= Reincarnated soul boy =

Administration of reincarnation in Tibetan buddhism

Reincarnated soul boy (转世灵童) is the Chinese title used in the reincarnation process of living Buddhas in Tibetan Buddhism, it is a title for reincarnated practitioners before they formally become living Buddhas.

The reincarnated soul boy is identified by traditional methods. Generally speaking, there can be one or more candidates. After a sitting-in-the-bed ceremony is held, he will become a living Buddha.

In 1793, 29-Article Ordinance for the More Effective Governing of Tibet (钦定藏内善后章程二十九条) was published, it states that to eliminate cheating and corruption in the selection process, the Golden Urn must be used for reincarnated soul boys so one soul boy can be picked to become the living Buddha.

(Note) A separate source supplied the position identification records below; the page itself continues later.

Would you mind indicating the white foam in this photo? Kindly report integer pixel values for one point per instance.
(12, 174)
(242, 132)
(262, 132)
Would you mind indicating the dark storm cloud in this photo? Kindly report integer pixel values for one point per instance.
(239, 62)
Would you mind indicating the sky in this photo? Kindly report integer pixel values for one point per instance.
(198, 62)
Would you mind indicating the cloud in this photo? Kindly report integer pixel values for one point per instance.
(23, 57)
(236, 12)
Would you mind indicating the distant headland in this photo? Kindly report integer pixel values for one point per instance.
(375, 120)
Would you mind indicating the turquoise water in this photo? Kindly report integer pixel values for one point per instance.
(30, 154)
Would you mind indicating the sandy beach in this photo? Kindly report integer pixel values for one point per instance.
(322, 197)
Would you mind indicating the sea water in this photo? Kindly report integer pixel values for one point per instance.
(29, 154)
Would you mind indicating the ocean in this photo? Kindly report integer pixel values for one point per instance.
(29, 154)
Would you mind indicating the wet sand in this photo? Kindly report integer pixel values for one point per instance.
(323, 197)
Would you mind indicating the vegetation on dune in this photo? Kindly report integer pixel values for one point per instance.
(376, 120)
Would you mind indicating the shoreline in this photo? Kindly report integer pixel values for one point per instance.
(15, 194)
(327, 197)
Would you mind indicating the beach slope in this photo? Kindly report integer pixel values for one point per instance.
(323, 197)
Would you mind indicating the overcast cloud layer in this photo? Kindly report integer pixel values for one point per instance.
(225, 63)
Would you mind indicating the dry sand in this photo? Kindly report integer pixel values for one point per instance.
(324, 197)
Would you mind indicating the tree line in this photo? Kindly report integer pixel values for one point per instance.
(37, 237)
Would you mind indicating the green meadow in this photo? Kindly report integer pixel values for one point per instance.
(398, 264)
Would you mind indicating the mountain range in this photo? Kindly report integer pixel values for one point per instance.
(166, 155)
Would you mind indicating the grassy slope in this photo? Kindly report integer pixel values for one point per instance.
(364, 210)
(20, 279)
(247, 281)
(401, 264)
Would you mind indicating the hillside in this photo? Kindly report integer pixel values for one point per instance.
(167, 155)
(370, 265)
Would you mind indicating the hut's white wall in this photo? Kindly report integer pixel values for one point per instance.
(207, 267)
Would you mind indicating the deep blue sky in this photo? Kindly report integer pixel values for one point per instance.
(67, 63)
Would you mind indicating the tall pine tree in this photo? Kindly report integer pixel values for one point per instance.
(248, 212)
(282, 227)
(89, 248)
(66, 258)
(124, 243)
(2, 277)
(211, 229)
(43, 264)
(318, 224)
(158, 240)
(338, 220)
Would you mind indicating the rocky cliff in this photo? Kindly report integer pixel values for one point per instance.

In 2007, the State Religious Affairs Bureau Order No. 5 (国家宗教事务局令第5号) was published by the Central Government. Article 7 states that no group or individual may carry out activities related to searching for and identifying the reincarnated soul boy of the Living Buddha without authorization. Article 8 states that lot-drawing ceremony with Golden Urn is applicable to those rinpoches, or lamas who were reincarnated previously in history.
Request of exemption is handled by State Administration for Religious Affairs, for those with great impact, request of exemption is handled by State Council.